İlgili sigorta şirketlerinin bazıları davalara devam etmek yerine davacı Ermeni kuruluşlarıyla anlaşmayı tercih etmişlerdi. Bu çerçevede New York Insurance şirketi ile daha ziyade Avrupa’da (ve Türkiye’de) faaliyet gösteren AXA Şirketi davacılara toplam 37,5 milyon dolar ödeyerek bu konuyu kapatmak yoluna gitmişlerdi. Şirketleri bu şekilde davranmasının nedeni Kaliforniya’nın 2000 yılı kanununda soykırım deyiminin geçmesi ve davalara devam edildiği takdirde, Ermeni propagandasının kendilerine soykırıma katılmak, soykırımı yapanları desteklemek gibi yönetecekleri suçlamaların ticari itibarlarını zedelemesinden endişe etmeleridir. Diğer yandan maddi imkânları çok büyük olan bu şirketler için 37,5 milyon dolar fazla değildir ve büyük bir olasılıkla vergiden düşülmüştür.

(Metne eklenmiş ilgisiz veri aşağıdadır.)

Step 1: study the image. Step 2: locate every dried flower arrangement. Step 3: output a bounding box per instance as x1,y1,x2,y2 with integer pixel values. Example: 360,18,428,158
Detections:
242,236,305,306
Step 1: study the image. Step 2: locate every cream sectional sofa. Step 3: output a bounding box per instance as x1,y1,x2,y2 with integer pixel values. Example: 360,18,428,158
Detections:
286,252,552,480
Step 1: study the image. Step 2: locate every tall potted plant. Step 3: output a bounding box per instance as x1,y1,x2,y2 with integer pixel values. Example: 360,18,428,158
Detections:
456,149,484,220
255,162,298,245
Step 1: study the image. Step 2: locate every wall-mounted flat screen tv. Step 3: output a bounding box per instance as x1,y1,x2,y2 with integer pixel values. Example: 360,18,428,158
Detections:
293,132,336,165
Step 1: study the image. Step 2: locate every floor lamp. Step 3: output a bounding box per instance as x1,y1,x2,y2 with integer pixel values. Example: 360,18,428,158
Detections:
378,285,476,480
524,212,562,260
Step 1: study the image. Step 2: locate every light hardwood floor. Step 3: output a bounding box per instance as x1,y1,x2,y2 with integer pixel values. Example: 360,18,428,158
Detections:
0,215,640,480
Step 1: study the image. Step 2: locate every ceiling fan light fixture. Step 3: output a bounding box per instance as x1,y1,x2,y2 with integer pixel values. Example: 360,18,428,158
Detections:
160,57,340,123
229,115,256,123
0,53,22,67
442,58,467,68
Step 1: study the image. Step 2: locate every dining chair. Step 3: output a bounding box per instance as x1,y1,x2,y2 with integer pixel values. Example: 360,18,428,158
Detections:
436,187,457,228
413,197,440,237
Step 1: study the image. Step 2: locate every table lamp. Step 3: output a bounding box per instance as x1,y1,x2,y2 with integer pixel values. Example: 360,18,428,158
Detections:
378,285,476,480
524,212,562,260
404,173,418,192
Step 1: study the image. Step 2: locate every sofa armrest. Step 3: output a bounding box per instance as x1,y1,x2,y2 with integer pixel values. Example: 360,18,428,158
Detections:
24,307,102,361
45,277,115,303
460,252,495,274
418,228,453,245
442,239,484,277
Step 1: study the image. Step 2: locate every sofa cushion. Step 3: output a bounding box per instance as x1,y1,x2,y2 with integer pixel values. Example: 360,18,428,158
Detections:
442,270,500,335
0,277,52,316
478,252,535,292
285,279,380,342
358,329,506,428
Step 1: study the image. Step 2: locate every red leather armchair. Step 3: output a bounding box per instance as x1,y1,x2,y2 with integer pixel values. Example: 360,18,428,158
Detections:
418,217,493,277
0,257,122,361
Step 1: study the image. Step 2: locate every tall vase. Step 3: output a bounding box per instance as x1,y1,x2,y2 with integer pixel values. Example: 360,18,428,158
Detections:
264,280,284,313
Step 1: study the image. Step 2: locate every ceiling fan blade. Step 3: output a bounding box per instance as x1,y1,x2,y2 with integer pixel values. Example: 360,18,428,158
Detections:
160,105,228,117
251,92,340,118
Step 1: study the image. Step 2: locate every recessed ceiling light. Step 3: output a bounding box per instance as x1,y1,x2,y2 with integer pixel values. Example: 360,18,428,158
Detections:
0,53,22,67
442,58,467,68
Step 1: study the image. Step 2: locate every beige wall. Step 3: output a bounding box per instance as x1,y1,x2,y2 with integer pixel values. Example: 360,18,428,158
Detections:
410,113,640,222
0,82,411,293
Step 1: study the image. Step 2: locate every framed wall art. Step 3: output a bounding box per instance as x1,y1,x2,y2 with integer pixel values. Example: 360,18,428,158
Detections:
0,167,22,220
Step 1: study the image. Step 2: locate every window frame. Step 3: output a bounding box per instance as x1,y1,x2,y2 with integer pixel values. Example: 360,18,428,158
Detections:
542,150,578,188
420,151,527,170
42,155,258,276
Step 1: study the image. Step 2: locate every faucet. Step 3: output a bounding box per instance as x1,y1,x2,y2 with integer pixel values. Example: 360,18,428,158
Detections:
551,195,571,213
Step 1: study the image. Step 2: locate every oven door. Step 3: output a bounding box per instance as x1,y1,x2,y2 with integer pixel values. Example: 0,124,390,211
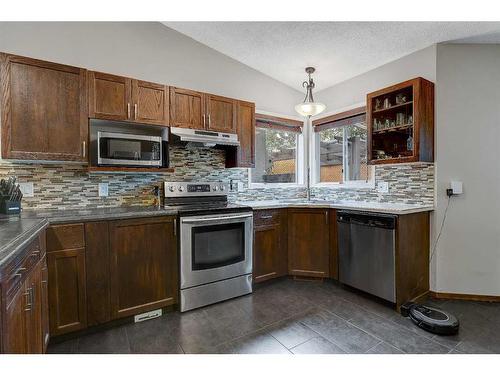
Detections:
180,212,253,289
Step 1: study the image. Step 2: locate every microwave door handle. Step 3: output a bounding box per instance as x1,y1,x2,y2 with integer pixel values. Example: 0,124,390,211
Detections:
182,214,253,224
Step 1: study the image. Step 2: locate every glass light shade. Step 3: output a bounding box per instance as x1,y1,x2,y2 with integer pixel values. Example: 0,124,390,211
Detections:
295,102,326,116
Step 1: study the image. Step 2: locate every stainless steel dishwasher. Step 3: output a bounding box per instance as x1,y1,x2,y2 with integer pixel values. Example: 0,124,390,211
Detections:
337,211,397,302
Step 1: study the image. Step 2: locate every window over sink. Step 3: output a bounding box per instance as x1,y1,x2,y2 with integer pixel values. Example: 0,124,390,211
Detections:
311,107,372,186
250,115,304,187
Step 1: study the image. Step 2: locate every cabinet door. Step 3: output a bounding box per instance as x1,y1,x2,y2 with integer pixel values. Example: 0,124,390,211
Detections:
89,72,132,120
205,94,237,133
47,248,87,336
132,79,169,126
41,258,50,353
3,285,30,354
238,101,255,168
109,217,178,319
0,54,88,161
288,209,330,277
25,263,43,354
85,221,111,327
170,87,206,129
253,224,286,283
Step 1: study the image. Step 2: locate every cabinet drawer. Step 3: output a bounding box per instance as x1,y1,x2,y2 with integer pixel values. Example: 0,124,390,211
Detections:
253,210,281,226
47,223,85,252
5,237,43,300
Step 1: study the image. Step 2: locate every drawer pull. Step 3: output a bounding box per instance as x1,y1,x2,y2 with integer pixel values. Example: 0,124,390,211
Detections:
260,215,273,219
12,267,26,278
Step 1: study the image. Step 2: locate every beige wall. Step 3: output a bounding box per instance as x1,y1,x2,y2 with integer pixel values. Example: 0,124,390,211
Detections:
435,44,500,296
0,22,302,116
315,45,436,113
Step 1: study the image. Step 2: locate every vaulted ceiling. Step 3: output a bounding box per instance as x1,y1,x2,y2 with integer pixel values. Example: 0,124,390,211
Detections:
163,22,500,91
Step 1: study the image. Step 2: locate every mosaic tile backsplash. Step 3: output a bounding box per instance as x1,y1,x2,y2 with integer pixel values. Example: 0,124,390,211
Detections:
0,145,434,209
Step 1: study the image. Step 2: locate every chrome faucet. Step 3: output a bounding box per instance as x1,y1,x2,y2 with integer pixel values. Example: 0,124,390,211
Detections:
306,167,311,201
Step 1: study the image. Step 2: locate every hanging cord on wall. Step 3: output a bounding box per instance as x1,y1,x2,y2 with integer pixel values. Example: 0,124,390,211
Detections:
429,195,453,264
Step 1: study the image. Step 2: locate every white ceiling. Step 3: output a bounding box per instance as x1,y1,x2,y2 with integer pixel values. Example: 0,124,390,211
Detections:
163,22,500,91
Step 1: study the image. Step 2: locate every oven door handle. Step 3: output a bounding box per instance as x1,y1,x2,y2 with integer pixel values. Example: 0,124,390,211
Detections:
182,214,253,224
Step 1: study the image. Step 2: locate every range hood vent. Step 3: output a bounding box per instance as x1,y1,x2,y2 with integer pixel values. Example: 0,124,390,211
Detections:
170,128,240,147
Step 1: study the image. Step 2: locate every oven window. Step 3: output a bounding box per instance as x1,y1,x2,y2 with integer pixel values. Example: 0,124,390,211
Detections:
191,223,245,271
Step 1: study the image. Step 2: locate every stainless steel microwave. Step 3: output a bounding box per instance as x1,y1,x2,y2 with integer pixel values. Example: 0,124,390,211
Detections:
97,131,162,167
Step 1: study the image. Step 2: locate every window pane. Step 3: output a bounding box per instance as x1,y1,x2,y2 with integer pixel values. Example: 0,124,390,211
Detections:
319,122,368,182
252,127,297,183
319,128,344,182
344,123,368,181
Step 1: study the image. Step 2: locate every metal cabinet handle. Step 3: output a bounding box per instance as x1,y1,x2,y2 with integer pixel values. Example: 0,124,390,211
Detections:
14,267,26,277
23,288,33,311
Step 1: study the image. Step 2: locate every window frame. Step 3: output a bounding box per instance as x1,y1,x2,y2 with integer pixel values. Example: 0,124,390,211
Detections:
248,113,307,189
309,106,375,189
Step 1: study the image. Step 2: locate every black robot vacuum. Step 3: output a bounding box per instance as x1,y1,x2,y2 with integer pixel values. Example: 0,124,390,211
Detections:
401,302,460,335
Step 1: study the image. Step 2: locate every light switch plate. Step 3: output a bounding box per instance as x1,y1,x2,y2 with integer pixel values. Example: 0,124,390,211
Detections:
99,182,108,197
19,182,35,197
377,181,389,193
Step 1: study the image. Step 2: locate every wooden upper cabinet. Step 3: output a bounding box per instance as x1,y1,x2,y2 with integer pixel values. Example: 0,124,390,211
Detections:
132,79,169,125
205,94,237,133
226,100,255,168
366,77,434,164
89,72,169,126
288,208,330,277
0,54,88,161
89,72,132,121
170,87,206,129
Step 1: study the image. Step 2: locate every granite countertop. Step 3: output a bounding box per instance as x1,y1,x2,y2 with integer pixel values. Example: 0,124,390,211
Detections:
236,199,434,215
0,207,177,266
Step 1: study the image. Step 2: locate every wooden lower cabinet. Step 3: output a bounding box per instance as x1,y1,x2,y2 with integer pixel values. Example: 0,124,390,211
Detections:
0,234,47,354
253,210,288,283
288,208,331,278
47,248,87,336
109,217,178,319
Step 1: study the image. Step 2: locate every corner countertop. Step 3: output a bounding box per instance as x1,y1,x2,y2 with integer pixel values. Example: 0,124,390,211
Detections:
0,207,177,267
236,199,434,215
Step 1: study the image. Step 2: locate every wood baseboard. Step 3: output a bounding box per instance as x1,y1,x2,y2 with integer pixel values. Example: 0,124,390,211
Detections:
430,291,500,302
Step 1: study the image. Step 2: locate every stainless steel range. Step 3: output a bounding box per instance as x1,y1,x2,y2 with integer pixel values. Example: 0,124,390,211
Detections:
164,182,253,311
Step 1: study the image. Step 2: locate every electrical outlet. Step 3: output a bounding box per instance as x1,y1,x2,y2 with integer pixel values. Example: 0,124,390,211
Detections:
99,182,108,197
19,182,35,197
377,181,389,193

Dava edilen bir Alman Şirketler Grubu (kısaca Münich Re) ise Ermeni kuruluşlarıyla anlaşma yoluna gitmemiş ve bir üst mahkemeye başvurarak 2000 yılı kanunundaki “Ermeni soykırımı kurbanları” deyiminin “dışişleri doktrinine” aykırı olduğunu, diğer bir deyimle, ABD Dişişleri politikasına aykırı olduğunu bildirmiş ve kanıt olarak da ABD Hükümet’inin 2000, 2003 ve 2007 yıllarında Ermeni soykırımı ile ilgili Temsilciler Meclisi karar tasarılarına karşı çıkmış olmalarını göstermiştir. Üst Mahkeme 2009 yılı Ağustos ayında Kaliforniya Eyaleti’nin 2000 yılı kanunun, Ermeni soykırımına atıf yaptığı için Anayasaya aykırı olduğuna karar vermiştir. Anayasa’ya aykırılık Kaliforniya Eyaleti’nin, ABD Anayasası ile Fedaral hükümetin yetkisine verilmiş olan dışişlerine karışmaktır. Üst mahkeme bu kararını bire karşı iki oyla almıştır.

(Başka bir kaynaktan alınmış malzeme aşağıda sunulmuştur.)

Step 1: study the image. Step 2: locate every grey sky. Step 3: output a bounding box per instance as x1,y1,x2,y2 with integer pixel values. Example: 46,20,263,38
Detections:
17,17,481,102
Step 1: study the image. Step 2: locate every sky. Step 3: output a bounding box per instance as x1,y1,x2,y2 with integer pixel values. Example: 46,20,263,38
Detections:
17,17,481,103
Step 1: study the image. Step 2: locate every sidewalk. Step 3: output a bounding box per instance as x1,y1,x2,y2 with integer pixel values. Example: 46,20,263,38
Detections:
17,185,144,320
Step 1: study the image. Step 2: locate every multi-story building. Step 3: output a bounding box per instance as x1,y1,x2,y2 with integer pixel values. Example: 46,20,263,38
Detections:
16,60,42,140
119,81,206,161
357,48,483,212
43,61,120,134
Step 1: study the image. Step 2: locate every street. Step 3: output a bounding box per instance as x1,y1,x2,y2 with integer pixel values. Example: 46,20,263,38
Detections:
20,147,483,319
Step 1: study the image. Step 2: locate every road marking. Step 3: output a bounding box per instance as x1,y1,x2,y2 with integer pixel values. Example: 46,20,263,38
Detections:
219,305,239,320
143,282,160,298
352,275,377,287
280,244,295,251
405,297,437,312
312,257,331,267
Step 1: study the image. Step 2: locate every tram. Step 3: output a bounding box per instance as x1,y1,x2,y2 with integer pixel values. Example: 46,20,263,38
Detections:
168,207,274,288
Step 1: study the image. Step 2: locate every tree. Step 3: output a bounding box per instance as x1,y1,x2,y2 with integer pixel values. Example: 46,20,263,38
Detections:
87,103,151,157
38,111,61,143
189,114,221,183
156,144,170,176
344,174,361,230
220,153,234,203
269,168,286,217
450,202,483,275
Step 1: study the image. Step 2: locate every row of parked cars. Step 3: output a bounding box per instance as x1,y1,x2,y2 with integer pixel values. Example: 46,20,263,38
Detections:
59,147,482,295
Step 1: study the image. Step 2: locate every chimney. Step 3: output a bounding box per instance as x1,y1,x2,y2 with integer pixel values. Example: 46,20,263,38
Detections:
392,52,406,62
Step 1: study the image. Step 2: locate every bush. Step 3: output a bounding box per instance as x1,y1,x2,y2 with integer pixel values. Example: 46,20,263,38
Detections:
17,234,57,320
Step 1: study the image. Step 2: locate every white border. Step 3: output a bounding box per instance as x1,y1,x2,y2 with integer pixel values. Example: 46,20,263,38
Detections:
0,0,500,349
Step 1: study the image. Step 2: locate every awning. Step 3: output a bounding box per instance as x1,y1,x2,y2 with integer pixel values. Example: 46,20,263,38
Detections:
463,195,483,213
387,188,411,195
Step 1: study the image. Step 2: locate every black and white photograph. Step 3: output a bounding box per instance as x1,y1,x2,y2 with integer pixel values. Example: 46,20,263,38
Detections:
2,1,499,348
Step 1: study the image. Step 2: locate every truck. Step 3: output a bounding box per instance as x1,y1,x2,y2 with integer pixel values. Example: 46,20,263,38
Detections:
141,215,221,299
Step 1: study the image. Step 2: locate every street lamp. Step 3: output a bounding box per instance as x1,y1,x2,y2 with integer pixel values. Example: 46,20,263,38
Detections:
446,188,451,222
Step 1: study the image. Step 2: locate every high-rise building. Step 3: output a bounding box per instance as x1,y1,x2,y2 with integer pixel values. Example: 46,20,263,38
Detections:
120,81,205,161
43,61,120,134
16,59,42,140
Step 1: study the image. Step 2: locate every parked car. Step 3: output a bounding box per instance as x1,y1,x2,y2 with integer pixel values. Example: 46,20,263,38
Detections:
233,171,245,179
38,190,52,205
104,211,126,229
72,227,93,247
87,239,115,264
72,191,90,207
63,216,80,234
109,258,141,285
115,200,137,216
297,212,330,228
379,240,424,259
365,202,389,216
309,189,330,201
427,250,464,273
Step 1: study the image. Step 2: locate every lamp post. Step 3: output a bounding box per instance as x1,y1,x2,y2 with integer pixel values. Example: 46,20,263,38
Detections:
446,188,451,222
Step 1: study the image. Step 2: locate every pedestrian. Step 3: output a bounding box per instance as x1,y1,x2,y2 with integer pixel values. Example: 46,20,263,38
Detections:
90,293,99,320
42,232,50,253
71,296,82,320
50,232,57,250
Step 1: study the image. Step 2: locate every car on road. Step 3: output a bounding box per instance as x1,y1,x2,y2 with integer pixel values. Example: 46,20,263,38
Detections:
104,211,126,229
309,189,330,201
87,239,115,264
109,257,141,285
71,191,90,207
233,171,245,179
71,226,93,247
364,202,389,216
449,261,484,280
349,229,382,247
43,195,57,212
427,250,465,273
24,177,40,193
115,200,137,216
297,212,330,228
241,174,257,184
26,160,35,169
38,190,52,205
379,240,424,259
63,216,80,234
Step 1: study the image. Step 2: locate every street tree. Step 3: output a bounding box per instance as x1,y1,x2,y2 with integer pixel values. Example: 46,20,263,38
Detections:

Söz konusu karar Ermeni kuruluşlarına yıkıcı bir etki yapmıştır. Önce bir eyalet parlamentosunun Ermeni soykırımı konusunda aldığı kararın (ki 50 ABD eyaletinden 44’ü bu tür kararlar kabul etmiştir) federal hükümetin bu yönde bir kararı olmadığı takdirde, hiçbir sonuç doğurmayacağı meydana çıkmıştır. Ayrıca New York Insurance ve AXA’nın ödediği 37 milyon doların geri verilmesi olasılığı belirmiştir.

Üst mahkemenin bu kararına Ermeni kuruluşları şiddetle itiraz etmişlerdir. Aynı mahkeme, aynı hakimlerle bu konuda 10 Aralık 2010 tarihinde aldığı bir diğer kararda bu kez “ Ermeni soykırımı deyiminin kullanılmasını yasaklayan açık bir federal siyaset bulunmadığını” sonucuna varmıştır. Bu karar da bire karşı iki oyla alınmıştır. Ancak bu kez hâkim Bayan Dorothy W. Nelson, 2009 kararının tersine, Ermeni görüşleri lehinde oy kullanmıştır.
Bu yeni karar ortaya makul cevaplar verilmesi mümkün olmayan bir durum çıkarmıştır.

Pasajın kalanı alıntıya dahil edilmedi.